Telephone Number: 410-955-2499
Fax Number: 410-614-6249
The Solomon H. Snyder Department of Neuroscience
Johns Hopkins University
School of Medicine
725 North Wolfe St.
Baltimore, MD 21205
Room: Hunterian 803

Molecular Mechanisms of Neuronal Plasticity

One of the most fascinating questions facing neuroscience is how the nervous system learns. Recent studies indicate that this process involves changes in neuronal morphology and synaptic efficacy. In addition, defects in these processes underlie mental retardation and other neuropsychiatric diseases.
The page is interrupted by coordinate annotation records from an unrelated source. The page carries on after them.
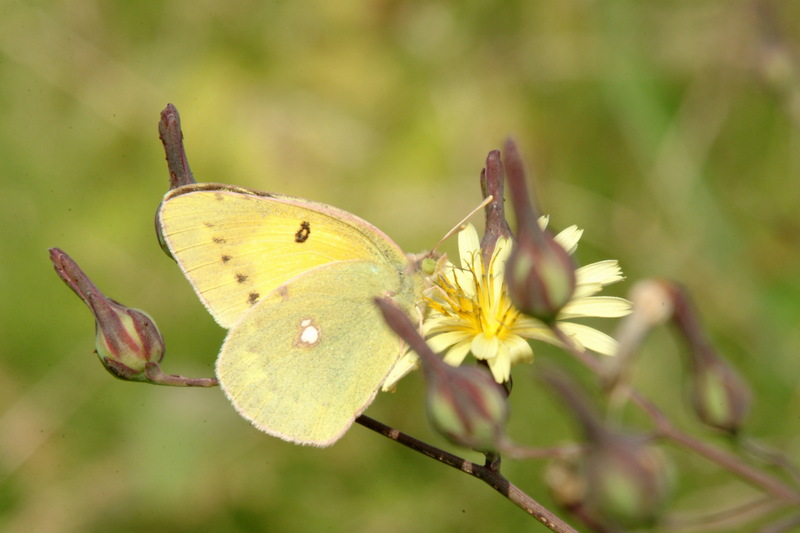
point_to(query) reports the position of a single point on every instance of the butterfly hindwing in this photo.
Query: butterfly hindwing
(311, 356)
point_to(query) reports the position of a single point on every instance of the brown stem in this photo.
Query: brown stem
(667, 430)
(488, 476)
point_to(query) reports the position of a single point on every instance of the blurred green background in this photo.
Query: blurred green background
(668, 130)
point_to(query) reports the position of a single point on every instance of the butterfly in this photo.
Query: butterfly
(293, 281)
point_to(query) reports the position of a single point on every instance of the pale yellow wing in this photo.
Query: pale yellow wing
(310, 357)
(236, 245)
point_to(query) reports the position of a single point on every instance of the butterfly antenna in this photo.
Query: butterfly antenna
(460, 225)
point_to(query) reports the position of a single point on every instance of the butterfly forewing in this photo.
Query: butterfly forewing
(236, 245)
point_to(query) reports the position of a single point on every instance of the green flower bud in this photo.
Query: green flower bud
(720, 398)
(627, 481)
(540, 275)
(127, 340)
(468, 407)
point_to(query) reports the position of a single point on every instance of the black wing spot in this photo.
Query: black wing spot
(303, 233)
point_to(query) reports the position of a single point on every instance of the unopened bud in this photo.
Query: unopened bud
(540, 276)
(627, 481)
(126, 339)
(468, 407)
(720, 397)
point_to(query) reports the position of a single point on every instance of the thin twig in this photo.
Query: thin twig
(488, 476)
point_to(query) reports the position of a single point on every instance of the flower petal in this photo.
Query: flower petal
(589, 338)
(599, 306)
(568, 238)
(404, 365)
(456, 355)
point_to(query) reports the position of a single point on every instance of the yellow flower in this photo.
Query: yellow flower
(471, 311)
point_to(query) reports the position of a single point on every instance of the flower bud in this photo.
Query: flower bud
(466, 406)
(720, 397)
(540, 274)
(565, 482)
(627, 480)
(126, 339)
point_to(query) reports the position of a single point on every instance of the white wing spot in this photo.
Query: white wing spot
(309, 334)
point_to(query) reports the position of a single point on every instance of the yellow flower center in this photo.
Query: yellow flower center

Accordingly, we are studying neuronal signaling pathways that mediate these forms of "plasticity".  Two specific projects are described below: 

The Translin/Trax RNAse complex - Recent studies have implicated microRNA signaling pathways in regulating synaptic signaling and plasticity.  Ongoing studies indicate that the translin/trax RNAse complex, which is enriched in neurons, regulates processing of selected microRNAs.  Furthermore, translin ko mice display defects in responsiveness to cocaine and in certain forms of synaptic plasticity.  Guided by microarray studies conducted on brain tissue from translin ko mice, we have begun to identify microRNAs and transcripts that are dysregulated in these mice and plan to assess their roles in synaptic signaling and plasticity. 

Tech: a RhoA GEF - RhoA signaling pathways play a major in regulating neuronal morphology.  We have identified an activator of RhoA, called Tech that is highly enriched in brain and selectively expressed in cortical and hippocampal neurons.  Overexpression of constitutively active forms of Tech produces dramatic reductions in dendritic arbor complexity.  Tech binds to and co-localizes with MUPP1, a synaptic PDZ scaffold protein and is therefore well situated to regulate dendritic morphology.  With the recent availability of Tech ko mice generated by our lab, we are poised to study its role in synaptic plasticity.